In a way, it’s all quite flattering for publishers. All the major online players are battling to either host their content or help deliver it faster, an open acknowledgement that such
content is what their users want. In that sense, the publishers have the power that comes from controlling supply.
But nothing is simple in the age of platforms. With each new partnership,
concerns mount that publishers are also ceding control over their business.
The latest contender to enter the ring is Google, which unveiled its new AMP (Accelerated Mobile Pages) initiative
to dramatically decrease the load times for Web content on mobile devices. The initiative, due to launch next year, centers on AMP HTML, a new open framework based on the ubiquitous Web coding
language.
Google has already signed up around 30 publishing partners to experiment with AMP, including The New York Times, The Washington Post, BuzzFeed and Vox. On the tech
side, Google said AMP will be integrated by Twitter, Pinterest, LinkedIn and WordPress, among others.
By simplifying mobile page formats and opening Google’s cache servers free of
charge, AMP aims to have mobile Web pages load instantly, making them comparable with apps.
According to Google images, video, and animations will all load just as fast as ads -- that is,
instantly -- across all types of devices. Unlike Facebook Instant Articles AMP is available to everyone on the Web and is open source, so anyone can tinker with the code and build additional services
on it.
The AMP initiative is Google’s response to the rise of ad blocking, which obviously threatens publishers as well as its own ad-supported business. The popularity of ad blocking
software is due, in large part, to the fact that mobile ads use up data bandwidth, slowing delivery of the content that people actually want to see.

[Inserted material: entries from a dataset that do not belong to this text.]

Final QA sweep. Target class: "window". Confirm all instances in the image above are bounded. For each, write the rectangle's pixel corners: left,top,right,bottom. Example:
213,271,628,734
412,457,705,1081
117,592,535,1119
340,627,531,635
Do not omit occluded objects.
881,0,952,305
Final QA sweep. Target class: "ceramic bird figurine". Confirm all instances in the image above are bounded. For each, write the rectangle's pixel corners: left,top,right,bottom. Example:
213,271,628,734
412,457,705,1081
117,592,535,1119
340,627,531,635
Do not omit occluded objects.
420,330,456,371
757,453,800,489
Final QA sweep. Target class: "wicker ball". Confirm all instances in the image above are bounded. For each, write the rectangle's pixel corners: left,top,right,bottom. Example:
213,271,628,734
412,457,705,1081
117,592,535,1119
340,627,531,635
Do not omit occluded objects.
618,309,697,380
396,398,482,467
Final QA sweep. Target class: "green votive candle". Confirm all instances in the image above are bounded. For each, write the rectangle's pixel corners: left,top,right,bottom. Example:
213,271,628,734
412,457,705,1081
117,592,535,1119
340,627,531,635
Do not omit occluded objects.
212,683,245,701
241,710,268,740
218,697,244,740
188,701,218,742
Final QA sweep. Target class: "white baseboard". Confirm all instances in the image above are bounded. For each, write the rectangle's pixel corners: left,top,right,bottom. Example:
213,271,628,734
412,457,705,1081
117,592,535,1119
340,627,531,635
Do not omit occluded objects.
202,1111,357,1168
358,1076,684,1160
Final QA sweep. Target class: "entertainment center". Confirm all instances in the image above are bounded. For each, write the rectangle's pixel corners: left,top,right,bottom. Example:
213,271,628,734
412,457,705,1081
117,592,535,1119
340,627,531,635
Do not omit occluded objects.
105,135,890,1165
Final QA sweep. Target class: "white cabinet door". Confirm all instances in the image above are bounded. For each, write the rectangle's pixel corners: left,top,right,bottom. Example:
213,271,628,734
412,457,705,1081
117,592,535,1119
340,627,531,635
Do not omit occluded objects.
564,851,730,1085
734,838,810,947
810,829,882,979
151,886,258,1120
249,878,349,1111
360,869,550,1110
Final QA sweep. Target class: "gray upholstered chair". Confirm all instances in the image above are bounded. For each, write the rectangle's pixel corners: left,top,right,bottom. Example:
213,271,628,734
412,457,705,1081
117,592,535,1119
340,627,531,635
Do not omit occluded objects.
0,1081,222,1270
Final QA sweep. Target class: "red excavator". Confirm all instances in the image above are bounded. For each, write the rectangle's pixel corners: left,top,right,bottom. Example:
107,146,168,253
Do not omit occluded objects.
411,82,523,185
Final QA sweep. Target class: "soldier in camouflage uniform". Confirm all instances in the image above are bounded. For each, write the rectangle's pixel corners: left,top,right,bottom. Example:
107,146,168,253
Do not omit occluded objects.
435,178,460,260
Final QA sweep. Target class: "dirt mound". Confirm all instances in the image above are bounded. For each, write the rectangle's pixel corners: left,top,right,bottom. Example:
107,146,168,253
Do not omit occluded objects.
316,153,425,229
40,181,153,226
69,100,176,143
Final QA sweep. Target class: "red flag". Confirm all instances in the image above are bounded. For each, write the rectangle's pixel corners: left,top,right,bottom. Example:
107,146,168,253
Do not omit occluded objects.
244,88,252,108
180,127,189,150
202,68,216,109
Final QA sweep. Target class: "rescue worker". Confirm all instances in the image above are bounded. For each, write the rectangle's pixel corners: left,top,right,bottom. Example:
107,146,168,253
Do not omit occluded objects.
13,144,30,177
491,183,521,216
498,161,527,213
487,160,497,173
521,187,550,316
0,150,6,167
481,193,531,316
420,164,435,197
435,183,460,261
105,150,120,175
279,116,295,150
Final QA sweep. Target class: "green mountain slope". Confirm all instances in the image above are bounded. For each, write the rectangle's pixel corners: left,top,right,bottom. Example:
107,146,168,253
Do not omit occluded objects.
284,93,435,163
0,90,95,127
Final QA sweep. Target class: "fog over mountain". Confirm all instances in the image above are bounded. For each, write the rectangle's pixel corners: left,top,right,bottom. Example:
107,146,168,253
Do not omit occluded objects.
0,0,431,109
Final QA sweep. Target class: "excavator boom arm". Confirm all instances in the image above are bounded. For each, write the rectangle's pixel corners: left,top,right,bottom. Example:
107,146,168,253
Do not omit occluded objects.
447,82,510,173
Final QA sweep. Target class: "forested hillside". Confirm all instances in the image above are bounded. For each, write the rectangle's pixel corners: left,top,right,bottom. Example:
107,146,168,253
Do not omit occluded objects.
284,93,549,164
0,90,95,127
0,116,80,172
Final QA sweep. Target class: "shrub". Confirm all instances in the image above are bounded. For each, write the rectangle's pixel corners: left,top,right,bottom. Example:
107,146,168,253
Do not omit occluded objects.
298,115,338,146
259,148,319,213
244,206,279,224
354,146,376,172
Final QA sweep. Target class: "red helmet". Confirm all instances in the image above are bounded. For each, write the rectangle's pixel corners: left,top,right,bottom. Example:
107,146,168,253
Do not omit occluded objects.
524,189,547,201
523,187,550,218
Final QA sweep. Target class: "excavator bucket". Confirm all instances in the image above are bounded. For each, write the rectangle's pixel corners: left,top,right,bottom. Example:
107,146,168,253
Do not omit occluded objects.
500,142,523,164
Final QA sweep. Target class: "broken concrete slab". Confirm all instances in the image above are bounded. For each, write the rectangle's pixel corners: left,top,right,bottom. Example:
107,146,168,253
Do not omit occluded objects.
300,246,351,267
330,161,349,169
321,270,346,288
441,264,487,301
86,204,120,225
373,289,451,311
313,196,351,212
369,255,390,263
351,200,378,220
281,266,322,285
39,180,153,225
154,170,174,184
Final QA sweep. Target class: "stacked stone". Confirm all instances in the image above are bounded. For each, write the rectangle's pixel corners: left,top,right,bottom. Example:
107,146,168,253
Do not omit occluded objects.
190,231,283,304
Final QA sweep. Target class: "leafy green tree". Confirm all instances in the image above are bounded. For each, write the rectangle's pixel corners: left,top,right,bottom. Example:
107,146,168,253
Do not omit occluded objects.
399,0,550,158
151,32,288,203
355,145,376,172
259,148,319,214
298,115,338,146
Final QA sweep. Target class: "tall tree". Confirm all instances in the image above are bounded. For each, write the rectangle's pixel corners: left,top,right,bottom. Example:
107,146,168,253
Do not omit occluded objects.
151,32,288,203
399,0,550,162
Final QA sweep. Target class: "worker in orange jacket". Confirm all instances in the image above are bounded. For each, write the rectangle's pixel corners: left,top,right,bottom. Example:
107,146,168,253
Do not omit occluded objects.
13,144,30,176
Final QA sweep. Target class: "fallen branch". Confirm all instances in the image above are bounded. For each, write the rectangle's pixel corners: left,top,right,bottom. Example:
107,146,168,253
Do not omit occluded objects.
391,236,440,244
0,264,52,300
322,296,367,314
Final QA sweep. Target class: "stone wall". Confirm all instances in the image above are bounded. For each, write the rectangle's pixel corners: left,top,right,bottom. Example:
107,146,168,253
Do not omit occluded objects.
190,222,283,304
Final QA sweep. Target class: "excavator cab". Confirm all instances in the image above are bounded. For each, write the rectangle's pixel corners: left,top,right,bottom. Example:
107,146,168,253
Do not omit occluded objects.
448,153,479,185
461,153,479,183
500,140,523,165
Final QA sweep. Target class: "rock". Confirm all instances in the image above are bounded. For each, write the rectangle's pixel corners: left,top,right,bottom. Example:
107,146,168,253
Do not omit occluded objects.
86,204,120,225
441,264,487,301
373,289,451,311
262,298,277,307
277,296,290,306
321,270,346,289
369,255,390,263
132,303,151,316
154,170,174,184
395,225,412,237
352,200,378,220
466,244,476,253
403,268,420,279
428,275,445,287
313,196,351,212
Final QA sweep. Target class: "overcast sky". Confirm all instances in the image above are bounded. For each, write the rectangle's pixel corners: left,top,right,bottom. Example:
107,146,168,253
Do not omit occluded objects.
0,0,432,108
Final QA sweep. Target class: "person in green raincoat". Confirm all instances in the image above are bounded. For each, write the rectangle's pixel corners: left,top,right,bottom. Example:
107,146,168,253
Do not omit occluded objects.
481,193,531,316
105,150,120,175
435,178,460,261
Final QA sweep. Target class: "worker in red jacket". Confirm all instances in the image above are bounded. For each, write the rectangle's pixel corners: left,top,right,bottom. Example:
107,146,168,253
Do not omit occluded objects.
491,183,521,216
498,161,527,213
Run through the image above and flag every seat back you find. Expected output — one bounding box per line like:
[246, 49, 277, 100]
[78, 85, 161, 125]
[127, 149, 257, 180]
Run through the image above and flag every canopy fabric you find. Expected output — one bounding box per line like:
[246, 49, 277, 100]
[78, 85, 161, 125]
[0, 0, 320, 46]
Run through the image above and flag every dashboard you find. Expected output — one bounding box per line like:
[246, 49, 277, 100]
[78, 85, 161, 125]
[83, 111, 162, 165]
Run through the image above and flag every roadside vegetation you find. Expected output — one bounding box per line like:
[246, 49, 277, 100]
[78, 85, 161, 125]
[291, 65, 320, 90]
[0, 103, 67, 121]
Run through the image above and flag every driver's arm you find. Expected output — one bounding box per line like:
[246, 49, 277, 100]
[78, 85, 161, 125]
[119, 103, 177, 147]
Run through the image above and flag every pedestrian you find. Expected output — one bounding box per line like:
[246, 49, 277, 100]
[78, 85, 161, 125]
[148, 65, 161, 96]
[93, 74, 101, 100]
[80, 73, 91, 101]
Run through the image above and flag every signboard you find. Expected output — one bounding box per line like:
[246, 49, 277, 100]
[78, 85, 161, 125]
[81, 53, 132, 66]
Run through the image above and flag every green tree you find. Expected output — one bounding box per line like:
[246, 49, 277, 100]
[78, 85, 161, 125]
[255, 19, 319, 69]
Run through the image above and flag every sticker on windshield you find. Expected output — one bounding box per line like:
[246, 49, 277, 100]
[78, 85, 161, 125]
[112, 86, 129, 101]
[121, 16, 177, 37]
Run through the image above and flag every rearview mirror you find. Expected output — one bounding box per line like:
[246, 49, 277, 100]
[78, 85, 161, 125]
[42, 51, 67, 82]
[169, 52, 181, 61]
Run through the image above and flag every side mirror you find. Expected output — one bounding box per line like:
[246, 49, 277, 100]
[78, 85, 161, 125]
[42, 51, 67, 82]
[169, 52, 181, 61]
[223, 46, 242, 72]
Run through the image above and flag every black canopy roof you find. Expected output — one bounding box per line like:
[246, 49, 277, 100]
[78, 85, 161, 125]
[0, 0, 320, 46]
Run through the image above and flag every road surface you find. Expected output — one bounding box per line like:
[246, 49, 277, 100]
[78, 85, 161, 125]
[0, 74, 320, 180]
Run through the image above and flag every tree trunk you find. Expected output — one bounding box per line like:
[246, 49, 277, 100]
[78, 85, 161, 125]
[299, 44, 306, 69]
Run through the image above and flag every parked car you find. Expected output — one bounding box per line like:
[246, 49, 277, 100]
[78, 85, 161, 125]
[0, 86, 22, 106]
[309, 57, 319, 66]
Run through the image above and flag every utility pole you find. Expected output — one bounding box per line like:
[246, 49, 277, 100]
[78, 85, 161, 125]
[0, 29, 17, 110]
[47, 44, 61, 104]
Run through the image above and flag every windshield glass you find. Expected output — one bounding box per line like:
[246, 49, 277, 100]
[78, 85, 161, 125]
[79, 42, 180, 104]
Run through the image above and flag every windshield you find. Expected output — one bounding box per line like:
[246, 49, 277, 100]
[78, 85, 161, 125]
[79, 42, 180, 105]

It also promises to deal with the related, and very
annoying, phenomenon of the bouncing Web page, with big ads starting to download only after you try to start scrolling lower on the page.
However, tech types were quick to point a number of
caveats. Publishers will almost certainly have to overhaul their own online advertising infrastructure and rework relationships with ad tech firms, since AMP threatens to sideline important elements
like analytics.
Furthermore, while Google says it won’t favor AMP content in search results, download speeds are already built into its search algorithms, suggesting that
AMP content will naturally rise to the top, even if not explicitly promoted by Google. In other words Google isn’t giving publishers much of a choice: they can either adopt AMP HTML or gradually
(or maybe not so gradually) see their search ranking sink relative to AMPed competitors. Once again publishers are being presented with a fait accompli by a big online platform -- a grating but by now
familiar experience.
There’s no denying AMP leaves the publishers more control than Facebook’s Instant Articles. But in the end, it’s a choice between an
overbearing spouse who tells you what to do for your own good, and an obsessive one who wants to keep you locked in a walled garden. While neither of these may seem like great options, it’s the
price publishers pay for something that happened long ago, with the advent of the Internet itself -- the loss of control over distribution.